This translated fragment of a January 31 column in the Colombian daily El Espectador, from María Alejandra Vélez of the University of the Andes’ Center for Security and Drugs Studies (CESED), is a succinct, accurate 2-minute overview of where coca eradication policy stands in Colombia right now, six months into Gustavo Petro’s administration.

Consistent with his campaign discourse, his first announcements, which lack details, aim at not persecuting growers, which includes lowering the tempo of forced eradication and considering a territorial transformation program, which includes gradual substitution once other economies generate income that allows a dignified life for coca growers. He reserved eradication for 20,000 hectares of “industrial” growers, who, as in any market, have already vertically integrated into the market: they cultivate in large tracts, process and market. It remains to be seen if we can identify who they are and where they are.

To stop persecuting small coca growers, 52.7% of whose households live in multidimensional poverty, according to the baseline of households that enrolled in the PNIS, seems obvious to me.

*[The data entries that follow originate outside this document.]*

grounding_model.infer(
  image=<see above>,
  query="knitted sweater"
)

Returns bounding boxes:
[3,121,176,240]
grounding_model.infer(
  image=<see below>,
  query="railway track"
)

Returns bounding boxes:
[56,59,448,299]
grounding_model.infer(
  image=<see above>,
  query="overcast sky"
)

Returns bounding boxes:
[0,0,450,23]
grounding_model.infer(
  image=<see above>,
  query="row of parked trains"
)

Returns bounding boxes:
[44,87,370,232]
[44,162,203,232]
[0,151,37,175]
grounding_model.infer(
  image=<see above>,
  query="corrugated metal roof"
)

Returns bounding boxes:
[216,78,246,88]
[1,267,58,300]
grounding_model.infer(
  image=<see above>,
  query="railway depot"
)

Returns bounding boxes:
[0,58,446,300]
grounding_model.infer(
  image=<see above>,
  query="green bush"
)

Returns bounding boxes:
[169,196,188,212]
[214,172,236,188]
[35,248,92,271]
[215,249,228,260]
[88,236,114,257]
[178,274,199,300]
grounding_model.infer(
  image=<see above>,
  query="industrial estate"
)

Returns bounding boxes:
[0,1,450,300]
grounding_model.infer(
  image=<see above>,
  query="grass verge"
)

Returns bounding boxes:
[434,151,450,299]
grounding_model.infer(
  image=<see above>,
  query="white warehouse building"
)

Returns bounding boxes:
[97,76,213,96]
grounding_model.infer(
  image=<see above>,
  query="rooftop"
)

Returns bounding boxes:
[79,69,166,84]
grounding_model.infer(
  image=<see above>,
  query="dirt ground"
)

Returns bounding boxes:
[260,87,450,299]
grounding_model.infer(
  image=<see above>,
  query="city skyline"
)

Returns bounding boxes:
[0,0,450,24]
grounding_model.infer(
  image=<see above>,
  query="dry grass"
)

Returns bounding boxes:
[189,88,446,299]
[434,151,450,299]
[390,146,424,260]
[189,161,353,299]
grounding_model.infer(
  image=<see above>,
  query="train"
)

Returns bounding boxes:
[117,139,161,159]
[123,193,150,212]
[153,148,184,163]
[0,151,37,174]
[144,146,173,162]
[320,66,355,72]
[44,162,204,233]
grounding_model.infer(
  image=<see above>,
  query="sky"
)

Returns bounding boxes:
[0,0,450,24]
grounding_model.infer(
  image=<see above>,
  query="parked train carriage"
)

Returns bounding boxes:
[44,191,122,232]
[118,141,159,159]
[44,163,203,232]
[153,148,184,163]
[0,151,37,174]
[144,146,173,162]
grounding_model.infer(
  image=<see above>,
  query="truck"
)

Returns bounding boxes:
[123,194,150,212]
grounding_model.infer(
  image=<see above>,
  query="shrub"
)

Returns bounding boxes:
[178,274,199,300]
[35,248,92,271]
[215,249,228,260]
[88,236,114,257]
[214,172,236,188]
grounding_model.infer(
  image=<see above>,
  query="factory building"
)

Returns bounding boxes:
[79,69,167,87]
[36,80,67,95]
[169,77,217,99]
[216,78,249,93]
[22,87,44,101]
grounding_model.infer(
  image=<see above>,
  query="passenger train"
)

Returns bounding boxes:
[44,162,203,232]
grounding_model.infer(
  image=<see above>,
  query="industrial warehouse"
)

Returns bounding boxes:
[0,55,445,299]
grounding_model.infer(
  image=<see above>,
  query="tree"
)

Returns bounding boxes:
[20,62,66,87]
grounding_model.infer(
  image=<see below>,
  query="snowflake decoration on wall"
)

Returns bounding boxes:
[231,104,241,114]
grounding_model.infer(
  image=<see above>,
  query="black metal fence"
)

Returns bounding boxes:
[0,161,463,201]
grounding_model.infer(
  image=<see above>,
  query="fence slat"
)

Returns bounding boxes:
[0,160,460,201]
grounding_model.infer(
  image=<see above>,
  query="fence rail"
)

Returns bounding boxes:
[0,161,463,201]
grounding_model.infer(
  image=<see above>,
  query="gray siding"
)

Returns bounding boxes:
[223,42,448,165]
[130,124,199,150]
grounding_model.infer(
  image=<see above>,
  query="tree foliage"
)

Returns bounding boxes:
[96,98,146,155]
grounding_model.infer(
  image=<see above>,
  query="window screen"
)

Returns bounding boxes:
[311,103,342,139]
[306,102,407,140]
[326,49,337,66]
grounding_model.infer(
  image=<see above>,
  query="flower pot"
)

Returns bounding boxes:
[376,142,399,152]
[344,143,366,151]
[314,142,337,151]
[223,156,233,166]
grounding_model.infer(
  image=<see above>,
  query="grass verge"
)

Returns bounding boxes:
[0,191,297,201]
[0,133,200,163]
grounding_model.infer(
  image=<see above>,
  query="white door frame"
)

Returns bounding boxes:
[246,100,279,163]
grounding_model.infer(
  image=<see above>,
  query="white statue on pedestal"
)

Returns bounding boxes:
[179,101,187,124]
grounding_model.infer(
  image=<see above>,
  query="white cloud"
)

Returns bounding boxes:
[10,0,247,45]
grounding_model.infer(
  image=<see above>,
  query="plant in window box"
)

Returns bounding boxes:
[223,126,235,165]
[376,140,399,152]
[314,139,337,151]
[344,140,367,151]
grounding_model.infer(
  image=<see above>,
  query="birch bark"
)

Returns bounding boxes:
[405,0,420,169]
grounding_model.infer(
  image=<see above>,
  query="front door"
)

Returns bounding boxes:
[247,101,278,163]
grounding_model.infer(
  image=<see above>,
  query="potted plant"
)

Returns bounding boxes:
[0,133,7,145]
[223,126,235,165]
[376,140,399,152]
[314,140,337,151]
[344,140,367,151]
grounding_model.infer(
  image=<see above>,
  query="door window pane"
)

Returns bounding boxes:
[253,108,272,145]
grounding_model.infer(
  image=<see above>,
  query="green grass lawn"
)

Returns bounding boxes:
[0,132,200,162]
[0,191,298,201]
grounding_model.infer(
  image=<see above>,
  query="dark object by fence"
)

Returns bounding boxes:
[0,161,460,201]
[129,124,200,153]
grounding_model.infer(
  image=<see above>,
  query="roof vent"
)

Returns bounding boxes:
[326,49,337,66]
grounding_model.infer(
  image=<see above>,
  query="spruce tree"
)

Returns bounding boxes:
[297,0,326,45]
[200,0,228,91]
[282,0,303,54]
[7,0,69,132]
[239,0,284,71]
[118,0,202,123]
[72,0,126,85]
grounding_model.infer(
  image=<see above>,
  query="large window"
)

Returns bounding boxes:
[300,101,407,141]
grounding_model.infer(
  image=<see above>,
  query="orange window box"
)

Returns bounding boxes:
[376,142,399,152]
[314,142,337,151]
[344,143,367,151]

Waiting for voluntary eradication to happen when they are already producing and generating income in other economies, too.

Now, the devil is in the details and these are what we should be concerned to know. For example, is there enough funding to attend to the territorial transformation of 200,000 or more families? Will there be a census and registration of small growers according to the size and number of plots? What happens with growers who have several plots? Where will the interventions be focused? For what period of time will the households that stop growing coca be accompanied? How will they be protected from the violence to which armed groups and criminal organizations subject them? How are they going to regain the trust of leaders and their communities to become involved in the policy after decades of non-compliance? What are the plans to prevent the expansion of crops and, in particular, their expansion in environmentally important areas? What types of economies other than coca are viable in ethnic and environmentally strategic territories? How does this whole narrative tie in with Total Peace? Do we have the international leadership necessary to stop chasing coca and talk about a regulatory path for cocaine? How will we measure the success of the new drug policy? Will we be able to convince the Biden administration and other U.S. institutions of the need to focus on solving rural development problems instead of eradication?

That last question is critical for our work here in Washington. Will the Biden administration go along with a counter-drug strategy that relies far less on forced eradication of small farmers’ coca plants?

My sense is that yes, they might. But only if they can be reassured that the Petro government is following a detailed, funded, well-thought-out plan. One that can answer many of the questions in Vélez’s final paragraph here.

Unfortunately, as she notes, the Petro government’s plans so far “lack details.” And that could start complicating the bilateral relationship.